Following criticism in the wake of the Hayne Royal Commission, ASIC has vowed to crack down on increasing business misconduct by implementing a new ‘litigate-first’ strategy. In doing so, the corporate regulator has committed to placing a greater emphasis on litigation, warning that it will ‘move more quickly to, and accordingly conduct more, civil and criminal court actions against larger financial institutions.’

The move follows the alarming findings of the Commission into Misconduct in the Banking, Superannuation and Financial Services Industry, at which the regulator was denounced for being too soft on misbehaviour and for ‘rarely’ going to court.

Consequently, ASIC has admitted that it must change its approach, seeking to place greater emphasis on litigation and warning that it will first ask, ‘why not litigate?’ when assessing how to address misconduct.

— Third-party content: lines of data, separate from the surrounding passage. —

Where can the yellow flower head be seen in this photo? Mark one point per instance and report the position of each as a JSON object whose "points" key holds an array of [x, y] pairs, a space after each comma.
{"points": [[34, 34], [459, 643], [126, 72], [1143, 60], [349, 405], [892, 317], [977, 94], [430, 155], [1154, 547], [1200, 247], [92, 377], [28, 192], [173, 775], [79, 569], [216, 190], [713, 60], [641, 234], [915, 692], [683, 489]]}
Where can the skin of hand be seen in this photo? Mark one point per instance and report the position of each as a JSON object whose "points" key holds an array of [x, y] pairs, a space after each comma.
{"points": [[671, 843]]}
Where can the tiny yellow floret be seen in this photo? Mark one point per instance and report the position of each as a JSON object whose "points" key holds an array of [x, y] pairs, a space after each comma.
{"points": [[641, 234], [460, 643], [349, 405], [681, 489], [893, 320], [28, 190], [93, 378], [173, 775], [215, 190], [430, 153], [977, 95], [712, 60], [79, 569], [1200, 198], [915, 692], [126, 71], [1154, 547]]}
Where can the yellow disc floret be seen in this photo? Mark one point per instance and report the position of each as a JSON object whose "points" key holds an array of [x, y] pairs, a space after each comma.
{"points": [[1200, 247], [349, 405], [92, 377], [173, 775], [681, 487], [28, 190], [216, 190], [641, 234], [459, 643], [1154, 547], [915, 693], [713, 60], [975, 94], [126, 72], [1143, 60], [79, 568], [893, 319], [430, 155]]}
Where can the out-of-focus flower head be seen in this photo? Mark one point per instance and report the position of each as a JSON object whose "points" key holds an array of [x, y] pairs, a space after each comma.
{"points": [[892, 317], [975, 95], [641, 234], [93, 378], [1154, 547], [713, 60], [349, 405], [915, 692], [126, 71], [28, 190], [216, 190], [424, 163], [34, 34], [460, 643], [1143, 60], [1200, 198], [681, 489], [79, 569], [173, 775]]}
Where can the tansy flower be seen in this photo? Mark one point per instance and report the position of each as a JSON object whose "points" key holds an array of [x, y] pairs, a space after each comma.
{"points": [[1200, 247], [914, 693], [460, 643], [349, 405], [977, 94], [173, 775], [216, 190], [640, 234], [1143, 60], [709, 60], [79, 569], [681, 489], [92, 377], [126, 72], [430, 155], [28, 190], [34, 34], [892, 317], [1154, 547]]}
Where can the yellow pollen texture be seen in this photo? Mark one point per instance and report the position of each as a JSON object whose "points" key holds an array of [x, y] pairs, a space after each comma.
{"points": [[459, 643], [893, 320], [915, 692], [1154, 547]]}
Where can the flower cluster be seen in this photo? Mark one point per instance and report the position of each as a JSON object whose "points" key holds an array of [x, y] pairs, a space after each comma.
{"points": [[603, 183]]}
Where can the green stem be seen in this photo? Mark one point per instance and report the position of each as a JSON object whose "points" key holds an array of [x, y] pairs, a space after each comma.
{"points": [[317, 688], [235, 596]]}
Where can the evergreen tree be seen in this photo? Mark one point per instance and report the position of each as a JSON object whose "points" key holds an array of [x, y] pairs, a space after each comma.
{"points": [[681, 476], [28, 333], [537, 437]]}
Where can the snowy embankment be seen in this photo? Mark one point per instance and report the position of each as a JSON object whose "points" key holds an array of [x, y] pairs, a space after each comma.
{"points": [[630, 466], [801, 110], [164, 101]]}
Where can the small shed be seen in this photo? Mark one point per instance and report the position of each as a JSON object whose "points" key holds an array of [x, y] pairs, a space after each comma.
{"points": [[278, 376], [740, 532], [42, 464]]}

However, ASICs strategy is already under scrutiny, after litigation efforts against Westpac saw the Federal Court impose a paltry $3.3 million fine for unconscionable conduct – a mere fraction of ASIC’s $58 million request.

This outcome has revealed that reform is necessary if further misconduct is be prevented, with Justice Beach declaring that although he wished to impose a much greater fine to deter others, this ‘seriously inadequate’ penalty was the most he could impose under law.

Despite this, ASIC commissioner Sean Hughes has warned that ‘it is inevitable that there will be more litigation and more people out there in the market who will have to be prepared for a much firmer, much stronger regulator, who is far less likely to compromise.  Whether such an approach is appropriate will have to be determined but the writer is sceptical that a firmer approach is warranted.  In the writer’s view, targeted litigation with genuine outcome ought to be the focus and as part of that process compromise must be balanced against the outcome sought.